As many organizations go down the road to place scanned documents into SharePoint, there are several areas of key focus. A little planning will help to leverage OCR technology, and pre-OCR documents before they are placed in a SharePoint library as PDFs. So what is the true value of OCR in any SharePoint deployment? It all depends on what you are trying to achieve. The Scanning with SharePoint BLOG has a great post on what to evaluate before you start the scanning process: How do you want to find your documents in SharePoint? Below are some ways to utilize OCR, and some definitions of key types:
- Full Text OCR - Optical Character Recognition, or OCR is typically associated with conversion of an image to full text. When you scan a document, it is a pure image, and the text within is not searchable, nor can you copy and paste. The OCR process can give you pdfs that can be indexed by SharePoint Search. Is Full Text OCR Necessary? Read the link for some thoughts.
- Zone OCR - Zone OCR can be utilized to extract information from a specific location on a repeatable form. The information collected can be automatically entered into a SharePoint column. This is a huge time save if you need to automatically collect information from a large volume of forms, and Optical Character Recognition by zone can really help speed up the process.
- Advanced Data Extraction (ADE) - This is the ultimate in efficiency and automation, and only a few apps give you this OCR functionality without an exorbitant cost.
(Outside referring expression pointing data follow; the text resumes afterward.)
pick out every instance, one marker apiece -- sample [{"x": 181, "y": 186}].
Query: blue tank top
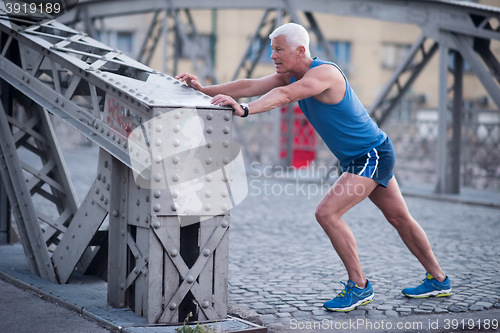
[{"x": 345, "y": 127}]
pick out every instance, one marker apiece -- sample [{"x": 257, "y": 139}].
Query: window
[
  {"x": 393, "y": 54},
  {"x": 121, "y": 40}
]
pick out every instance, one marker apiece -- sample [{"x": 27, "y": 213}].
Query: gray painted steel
[{"x": 144, "y": 121}]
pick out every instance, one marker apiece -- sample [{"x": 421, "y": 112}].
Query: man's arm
[{"x": 239, "y": 88}]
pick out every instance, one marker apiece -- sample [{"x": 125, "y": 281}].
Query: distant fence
[{"x": 413, "y": 131}]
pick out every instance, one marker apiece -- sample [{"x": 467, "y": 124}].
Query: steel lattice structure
[{"x": 454, "y": 26}]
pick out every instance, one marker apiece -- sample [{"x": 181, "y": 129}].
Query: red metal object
[{"x": 304, "y": 138}]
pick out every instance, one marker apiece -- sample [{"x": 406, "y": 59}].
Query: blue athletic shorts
[{"x": 377, "y": 164}]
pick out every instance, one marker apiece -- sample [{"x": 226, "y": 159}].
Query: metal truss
[
  {"x": 471, "y": 27},
  {"x": 397, "y": 87}
]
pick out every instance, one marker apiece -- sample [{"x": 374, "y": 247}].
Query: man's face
[{"x": 283, "y": 56}]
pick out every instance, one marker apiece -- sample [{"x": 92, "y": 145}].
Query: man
[{"x": 365, "y": 153}]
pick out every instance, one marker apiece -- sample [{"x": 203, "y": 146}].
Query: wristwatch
[{"x": 244, "y": 106}]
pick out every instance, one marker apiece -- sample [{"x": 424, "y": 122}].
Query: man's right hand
[{"x": 190, "y": 80}]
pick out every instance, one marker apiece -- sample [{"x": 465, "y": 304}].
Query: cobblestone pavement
[{"x": 283, "y": 266}]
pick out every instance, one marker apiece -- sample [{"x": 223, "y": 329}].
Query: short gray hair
[{"x": 295, "y": 34}]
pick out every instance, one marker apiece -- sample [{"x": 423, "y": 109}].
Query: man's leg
[
  {"x": 347, "y": 191},
  {"x": 390, "y": 201}
]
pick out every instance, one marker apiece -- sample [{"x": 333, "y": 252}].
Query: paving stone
[
  {"x": 283, "y": 315},
  {"x": 476, "y": 307},
  {"x": 385, "y": 307},
  {"x": 391, "y": 314}
]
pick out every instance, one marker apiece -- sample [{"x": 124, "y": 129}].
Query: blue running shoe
[
  {"x": 351, "y": 297},
  {"x": 429, "y": 287}
]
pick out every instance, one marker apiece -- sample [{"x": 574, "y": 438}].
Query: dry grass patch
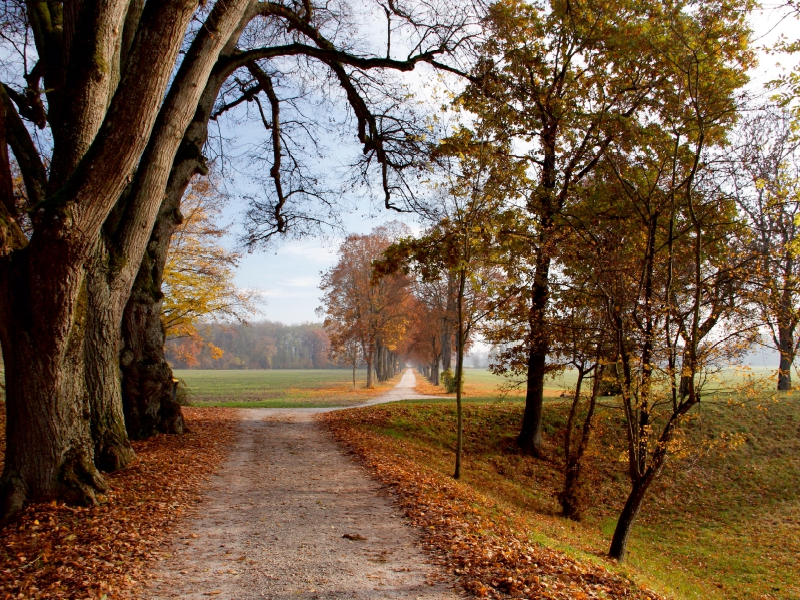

In a nutshell, ADE provides pattern matching for information extraction. So if you are looking for a 6 digit number, it auto-extracts this information. During the OCR process, ADE adds to accuracy and speed by finding only what you need. PSIGEN has a great product for SharePoint Capture and OCR that can provide a robust ADE engine.
- Point and Click OCR - Point and Click OCR allows you to use the mouse to choose what you want to throw into a SharePoint field. The images are pre-OCR'd or the process is performed real time to give you the desired information.
- Rubberband OCR - this method of OCR processing allows you to drag your mouse over an area of text and auto-enter the data into a SharePoint column. It is great for information that spans multiple lines, and can convert the text in the image quite easily.